It’s always something.
Last month it was my computer that needed rebuilding. This month it was Katie’s. It’s an old G4 PowerMac, but it’s still plenty for iTunes, web, email, word processing, etc., and we’ve got a newer Windows box for things like games. It failed to boot after a system upgrade, and subsequent troubleshooting determined that the drive was going bad. (This time I ran some more diagnostics, confirming that the rest of the hardware was fine, and Tech Tool Pro found dozens of bad blocks before I stopped the surface scan.)
So: New drive, reinstall system, transfer the data and apps that we can. Which led to this question:
The Leopard or the Tiger?
(Sorry, I couldn’t resist phrasing it that way!)
Last fall I bought the multi-license pack of Leopard so that we could put it on both Macs. We ended up not upgrading the desktop. She was under the impression that the hardware was too old, and I only remembered that Leopard had dropped support for Classic apps. The first problem was easy: I’d checked the specs before ordering, and would only have bought the single-license box if it hadn’t been supported. The second was also easy: in the past year, she’d converted all her documents from old classic-only apps, and wasn’t playing the classic-only games anymore.
So: Installed Leopard, transferred data from old drive & backups.
Side annoyance: transferring a user with the Migration Assistant did not work. First it wouldn’t copy over her account, so I had to create another account, log in, delete her (new) account, then do the transfer. Then, every time it ran into one of the 5 or so corrupted but inconsequential files, it would freak out and remove everything it had copied. Drag and drop copy didn’t work because the alternate account didn’t have permission to read everything. (Remember: admin != root.) I finally resorted to the UNIX commandline, which worked. For reference: sudo cp -rp oldpath newpath
Prob. should’ve used tar instead of cp, but I’m not sure how much Mac OS X uses symbolic links in user accounts.
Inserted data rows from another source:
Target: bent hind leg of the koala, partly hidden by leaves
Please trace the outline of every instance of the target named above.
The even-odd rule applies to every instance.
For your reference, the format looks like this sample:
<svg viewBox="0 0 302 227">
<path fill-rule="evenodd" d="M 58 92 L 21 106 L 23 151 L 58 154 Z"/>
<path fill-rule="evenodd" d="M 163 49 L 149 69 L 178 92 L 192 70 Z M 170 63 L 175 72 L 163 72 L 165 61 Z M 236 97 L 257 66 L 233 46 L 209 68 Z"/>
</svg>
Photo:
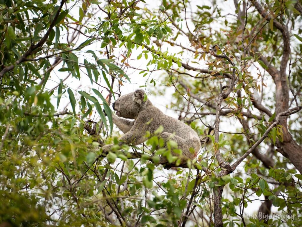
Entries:
<svg viewBox="0 0 302 227">
<path fill-rule="evenodd" d="M 191 146 L 187 140 L 184 140 L 181 137 L 178 137 L 176 135 L 173 135 L 172 133 L 167 133 L 167 132 L 162 133 L 160 137 L 164 140 L 165 146 L 169 140 L 173 140 L 178 144 L 178 149 L 182 150 L 182 156 L 180 157 L 180 159 L 181 159 L 180 165 L 185 164 L 188 159 L 195 158 L 195 154 L 190 151 Z M 174 152 L 171 152 L 171 153 L 173 156 L 179 156 L 178 154 L 176 154 Z M 164 166 L 168 167 L 167 169 L 169 169 L 169 162 L 166 159 L 166 157 L 161 156 L 160 160 L 159 160 L 159 164 L 163 164 Z"/>
</svg>

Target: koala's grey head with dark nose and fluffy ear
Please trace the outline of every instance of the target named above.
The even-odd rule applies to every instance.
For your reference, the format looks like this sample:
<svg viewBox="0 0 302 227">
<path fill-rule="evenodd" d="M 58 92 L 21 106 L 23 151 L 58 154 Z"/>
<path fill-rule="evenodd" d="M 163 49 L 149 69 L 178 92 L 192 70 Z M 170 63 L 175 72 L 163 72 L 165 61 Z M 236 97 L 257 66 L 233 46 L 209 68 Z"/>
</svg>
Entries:
<svg viewBox="0 0 302 227">
<path fill-rule="evenodd" d="M 147 99 L 144 101 L 144 90 L 138 89 L 126 95 L 119 97 L 112 107 L 116 110 L 116 115 L 119 117 L 136 119 L 141 110 L 145 109 L 152 103 Z"/>
</svg>

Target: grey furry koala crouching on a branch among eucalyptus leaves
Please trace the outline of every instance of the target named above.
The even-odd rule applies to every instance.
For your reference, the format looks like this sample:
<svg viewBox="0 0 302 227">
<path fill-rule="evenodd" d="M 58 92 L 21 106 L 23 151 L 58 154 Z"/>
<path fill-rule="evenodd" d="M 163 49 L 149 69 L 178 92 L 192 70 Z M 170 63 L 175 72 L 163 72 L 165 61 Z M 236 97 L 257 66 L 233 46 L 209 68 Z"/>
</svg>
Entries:
<svg viewBox="0 0 302 227">
<path fill-rule="evenodd" d="M 144 101 L 144 94 L 145 92 L 139 89 L 119 97 L 112 104 L 117 115 L 112 114 L 113 123 L 125 133 L 120 138 L 119 145 L 141 144 L 147 140 L 144 137 L 146 131 L 154 133 L 159 126 L 162 126 L 163 131 L 160 138 L 164 140 L 165 145 L 169 140 L 173 140 L 177 142 L 178 149 L 182 150 L 182 156 L 179 157 L 181 159 L 180 166 L 184 165 L 188 159 L 194 159 L 201 147 L 197 133 L 182 121 L 162 113 L 153 106 L 149 99 Z M 103 152 L 108 152 L 111 146 L 103 146 Z M 173 152 L 172 155 L 179 156 Z M 164 156 L 160 157 L 159 164 L 164 165 L 167 169 L 175 166 L 173 163 L 171 165 Z"/>
</svg>

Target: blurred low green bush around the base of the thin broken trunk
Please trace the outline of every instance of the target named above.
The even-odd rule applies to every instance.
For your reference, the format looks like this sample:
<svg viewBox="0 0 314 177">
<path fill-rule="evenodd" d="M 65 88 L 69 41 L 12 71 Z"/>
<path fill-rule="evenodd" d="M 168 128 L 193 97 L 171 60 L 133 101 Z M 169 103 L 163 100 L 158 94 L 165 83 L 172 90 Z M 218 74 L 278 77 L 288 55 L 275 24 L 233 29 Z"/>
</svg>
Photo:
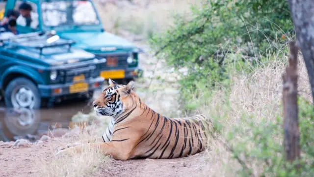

In any case, it’s been working, so I’m not going to worry about that.
The real problem: A week later, while doing link maintenance on this site, I stumbled across my blog post about upgrading the laptop, which mentioned the fact that Photoshop 7 won’t run on Leopard.
facepalm
Cue Spamusement:
So, what are the options?
- Shell out $200 to upgrade to Photoshop CS3. I don’t think so. Not after doing major surgery on two computers, not in this economy. (Incidentally, it took forever to find the system requirements on Adobe’s website and verify that CS3 would actually run on that machine, since everything is focused on CS4…even though it isn’t available yet.)
- Downgrade to Tiger. Might just be Archive & Install, might require wiping the new drive and reinstalling. (Reports are mixed.) I don’t think any of the built-in apps she uses have changed data formats, so that’s probably OK.
- Find something cheaper or free. Katie pointed out that it has to be able to read PSD files accurately.
We’re going with (c) for now, starting with the OSX version of GIMP.